Die Antwort von Answer1234567 erscheint mir einleuchtend und hilfreich. Allerdings wurde hier nicht nichts geliefert. Denn dann könnte man auf die Erfüllung des Kaufvertrags pochen, der die Lieferung der vereinbarten Ware vorsieht.

Es wurde etwas geliefert, aber die Ware war beschädigt. Dann greift das Gewährleistungsrecht, denn es liegt ein Sachmangel vor also ein Mangel "in Bezug auf die Beschaffenheit des Kaufgegenstandes", den der Verkäufer zu vertreten hat.
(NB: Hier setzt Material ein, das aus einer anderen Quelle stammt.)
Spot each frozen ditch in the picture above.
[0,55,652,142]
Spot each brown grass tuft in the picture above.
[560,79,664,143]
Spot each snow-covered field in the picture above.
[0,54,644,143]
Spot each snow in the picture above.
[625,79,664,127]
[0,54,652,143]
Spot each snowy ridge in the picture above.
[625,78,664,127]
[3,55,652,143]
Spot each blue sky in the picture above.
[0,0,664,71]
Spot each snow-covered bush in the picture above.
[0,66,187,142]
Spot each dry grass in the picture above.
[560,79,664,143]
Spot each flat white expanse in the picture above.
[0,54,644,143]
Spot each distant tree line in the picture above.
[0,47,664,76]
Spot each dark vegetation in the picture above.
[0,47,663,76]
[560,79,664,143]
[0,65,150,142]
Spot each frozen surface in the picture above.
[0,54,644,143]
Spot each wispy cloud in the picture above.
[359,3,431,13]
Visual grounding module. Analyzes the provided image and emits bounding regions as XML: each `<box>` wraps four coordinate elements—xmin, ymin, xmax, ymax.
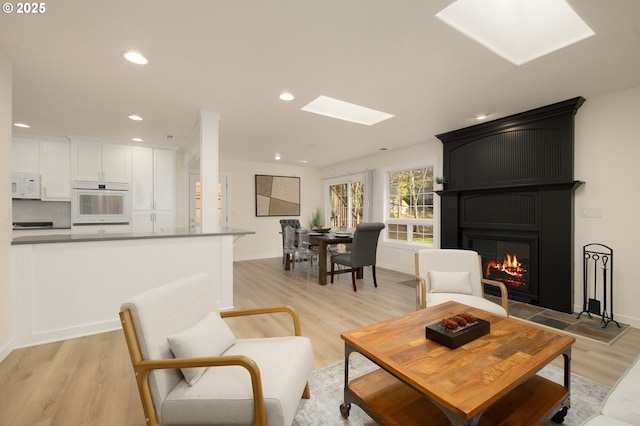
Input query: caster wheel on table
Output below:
<box><xmin>340</xmin><ymin>404</ymin><xmax>351</xmax><ymax>419</ymax></box>
<box><xmin>551</xmin><ymin>407</ymin><xmax>569</xmax><ymax>424</ymax></box>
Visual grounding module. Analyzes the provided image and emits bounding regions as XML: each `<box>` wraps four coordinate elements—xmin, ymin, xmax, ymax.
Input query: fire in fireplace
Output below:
<box><xmin>464</xmin><ymin>235</ymin><xmax>539</xmax><ymax>304</ymax></box>
<box><xmin>484</xmin><ymin>253</ymin><xmax>529</xmax><ymax>287</ymax></box>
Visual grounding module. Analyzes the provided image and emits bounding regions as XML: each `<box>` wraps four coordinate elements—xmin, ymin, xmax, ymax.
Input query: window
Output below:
<box><xmin>385</xmin><ymin>160</ymin><xmax>435</xmax><ymax>245</ymax></box>
<box><xmin>325</xmin><ymin>172</ymin><xmax>369</xmax><ymax>229</ymax></box>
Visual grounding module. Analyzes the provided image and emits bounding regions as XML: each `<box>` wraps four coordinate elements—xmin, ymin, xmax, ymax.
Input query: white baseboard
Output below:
<box><xmin>15</xmin><ymin>320</ymin><xmax>122</xmax><ymax>348</ymax></box>
<box><xmin>0</xmin><ymin>339</ymin><xmax>15</xmax><ymax>362</ymax></box>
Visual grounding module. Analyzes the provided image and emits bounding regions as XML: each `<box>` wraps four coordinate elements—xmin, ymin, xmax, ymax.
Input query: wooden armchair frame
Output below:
<box><xmin>120</xmin><ymin>305</ymin><xmax>311</xmax><ymax>426</ymax></box>
<box><xmin>415</xmin><ymin>253</ymin><xmax>509</xmax><ymax>316</ymax></box>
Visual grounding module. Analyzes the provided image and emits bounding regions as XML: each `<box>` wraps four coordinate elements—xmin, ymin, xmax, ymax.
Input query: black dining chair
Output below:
<box><xmin>280</xmin><ymin>219</ymin><xmax>300</xmax><ymax>265</ymax></box>
<box><xmin>331</xmin><ymin>222</ymin><xmax>384</xmax><ymax>291</ymax></box>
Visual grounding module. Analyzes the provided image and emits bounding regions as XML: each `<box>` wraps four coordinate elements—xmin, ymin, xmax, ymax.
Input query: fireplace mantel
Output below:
<box><xmin>437</xmin><ymin>97</ymin><xmax>584</xmax><ymax>313</ymax></box>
In solchen Fällen kann der Käufer im Grunde wählen, ob er eine Reparatur, eine neue Ware oder, wenn beides nicht geht, sein Geld zurück haben möchte. Siehe BGB § 439 Nacherfüllung:

(1) Der Käufer kann als Nacherfüllung nach seiner Wahl die Beseitigung des Mangels oder die Lieferung einer mangelfreien Sache verlangen.

Praktisch kann sich der Verkäufer das aber aussuchen. Siehe ebenda Absatz 4:

(4) Der Verkäufer kann die vom Käufer gewählte Art der Nacherfüllung unbeschadet des § 275 Abs. 2 und 3 verweigern, wenn sie nur mit unverhältnismäßigen Kosten möglich ist. Dabei sind insbesondere der Wert der Sache in mangelfreiem Zustand, die Bedeutung des Mangels und die Frage zu berücksichtigen, ob auf die andere Art der Nacherfüllung ohne erhebliche Nachteile für den Käufer zurückgegriffen werden könnte. Der Anspruch des Käufers beschränkt sich in diesem Fall auf die andere Art der Nacherfüllung; das Recht des Verkäufers, auch diese unter den Voraussetzungen des Satzes 1 zu verweigern, bleibt unberührt.

Wie ein Streit im vorliegenden Fall ausgehen wird, ist aber schwer vorherzusagen.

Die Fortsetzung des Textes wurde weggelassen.